Friday, July 12, 2019

I love you no matter what…

I am constantly apologizing. I am forever saying thank you. And how could I not? You have done so much for me. More than almost anyone could. You have gone far above and beyond the call of duty.

And yet I cannot adequately express how grateful, how thankful I am, how sorry I am that you have to take care of me, because I cannot care for myself. I cannot do the most basic of tasks to look after myself, so how can I possibly express what I feel for what you do for me? I cannot hug you, I cannot cook for you, I cannot straighten up around the house… There are no tasks I can perform to show you how I feel. I can only say thank you, and apologize.

 It is obvious that to you I cannot adequately express this because of the things you say. There is always a rational part of me that knows you don't mean what you say, that you don't mean to hurt me, not really. But in the moment that you say it, you do mean for it to hurt, and it really does. You lose control, and so do I, and we both say petty things. Things that we regret. But some things you say I cannot forget. Forgive, yes, because I love you and I know that you love me. Forget, no.

How can I be expected to? You hurt my heart every time you say these things, and it leaves behind marks that will never go away.
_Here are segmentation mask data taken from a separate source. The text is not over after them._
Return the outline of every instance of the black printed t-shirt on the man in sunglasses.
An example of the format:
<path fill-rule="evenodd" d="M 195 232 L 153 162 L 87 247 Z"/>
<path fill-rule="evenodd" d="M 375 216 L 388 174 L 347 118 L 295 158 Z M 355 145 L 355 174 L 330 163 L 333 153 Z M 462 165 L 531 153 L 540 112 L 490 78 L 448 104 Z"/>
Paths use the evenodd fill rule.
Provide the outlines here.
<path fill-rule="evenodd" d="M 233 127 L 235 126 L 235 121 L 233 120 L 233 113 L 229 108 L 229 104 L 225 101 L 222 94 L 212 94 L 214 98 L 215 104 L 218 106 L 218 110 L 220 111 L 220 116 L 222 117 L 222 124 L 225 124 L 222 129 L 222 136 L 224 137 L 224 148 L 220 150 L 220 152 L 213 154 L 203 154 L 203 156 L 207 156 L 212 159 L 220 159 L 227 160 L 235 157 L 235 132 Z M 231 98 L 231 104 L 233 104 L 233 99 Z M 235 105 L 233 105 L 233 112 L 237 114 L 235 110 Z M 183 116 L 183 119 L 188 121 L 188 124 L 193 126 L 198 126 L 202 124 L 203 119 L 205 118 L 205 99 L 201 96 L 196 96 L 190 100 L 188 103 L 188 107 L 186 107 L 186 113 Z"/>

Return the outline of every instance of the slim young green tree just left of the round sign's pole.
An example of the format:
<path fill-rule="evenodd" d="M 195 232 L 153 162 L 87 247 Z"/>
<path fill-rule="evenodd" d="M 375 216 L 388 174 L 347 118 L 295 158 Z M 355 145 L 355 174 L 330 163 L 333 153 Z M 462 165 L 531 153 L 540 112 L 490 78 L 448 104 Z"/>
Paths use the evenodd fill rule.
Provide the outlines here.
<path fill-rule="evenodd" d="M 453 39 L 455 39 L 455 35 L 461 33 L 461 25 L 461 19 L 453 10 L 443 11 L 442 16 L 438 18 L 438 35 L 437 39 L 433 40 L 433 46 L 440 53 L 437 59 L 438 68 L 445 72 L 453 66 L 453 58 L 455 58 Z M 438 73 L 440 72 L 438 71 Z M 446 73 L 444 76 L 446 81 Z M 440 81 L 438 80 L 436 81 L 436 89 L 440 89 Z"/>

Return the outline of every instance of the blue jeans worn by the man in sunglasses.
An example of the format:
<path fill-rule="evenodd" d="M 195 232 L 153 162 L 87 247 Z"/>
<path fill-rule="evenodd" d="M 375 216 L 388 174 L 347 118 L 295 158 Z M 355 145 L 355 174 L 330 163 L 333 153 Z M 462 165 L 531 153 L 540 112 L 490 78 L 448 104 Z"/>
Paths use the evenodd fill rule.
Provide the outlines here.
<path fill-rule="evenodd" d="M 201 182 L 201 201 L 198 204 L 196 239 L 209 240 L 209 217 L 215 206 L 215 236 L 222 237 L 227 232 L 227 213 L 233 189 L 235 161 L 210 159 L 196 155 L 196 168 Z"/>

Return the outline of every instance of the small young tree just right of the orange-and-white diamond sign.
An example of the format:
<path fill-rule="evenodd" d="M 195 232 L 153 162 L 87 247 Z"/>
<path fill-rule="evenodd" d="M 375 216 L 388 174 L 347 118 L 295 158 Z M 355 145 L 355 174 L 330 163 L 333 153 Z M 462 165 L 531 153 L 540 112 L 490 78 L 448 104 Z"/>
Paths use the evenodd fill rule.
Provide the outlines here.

I can be angry with you, frustrated with you, and it can have nothing to do with how I feel about you taking care of me. Perhaps I get mad at you for your lifestyle choices, or discussions we try to have, but again, that has nothing to do with how grateful I am. I am capable of being frustrated with you at the same moment that I am completely in your debt.

And when you say things like that, it brings out my worst fears. That I am a burden to you. I know that I am (how could I not be?), but I try to put it out of my mind, especially because she says for me to. She constantly reminds me that I am not a burden to her, and I know in your good moments you don't think that I am. But when you get angry at me, for whatever reason, it eventually turns into you being angry at me for not being grateful (according to you).

What can I do to show you that I am so thankful to have your help and care? To have your love? How can I ever sufficiently apologize for not wearing my seatbelt in that one brief moment in time, that moment that changed everything? I will always carry with me that the accident was as much my fault as the other driver's. In the depths of my soul, so deep where I can bury it and try not to think about it, I know this. I don't need you to remind me.

So I don't know in the end what I am supposed to do. I try. I try the best that I can. But no one is perfect, and we have always known that I have a temper and get emotional quite easily. I've gotten so much better about holding it in. Why can't you?

In spite of all this, I am grateful. You can't possibly know how much. Even when you hurt me, even when you make me cry, I am still grateful to have you there taking care of me, looking after me. Because don't think I don't notice that even when you are angry, you continue to care for me, and help me do what needs to be done, in spite of your anger. Of course I notice. Of course I'm thankful.

I just had to get this out, because it was eating a hole away inside of me. But no matter what, I love you. And I never doubt, not for a single second, not for a millisecond, your love for me. I know that you love me, no matter what, as well. And I'm grateful for that, too.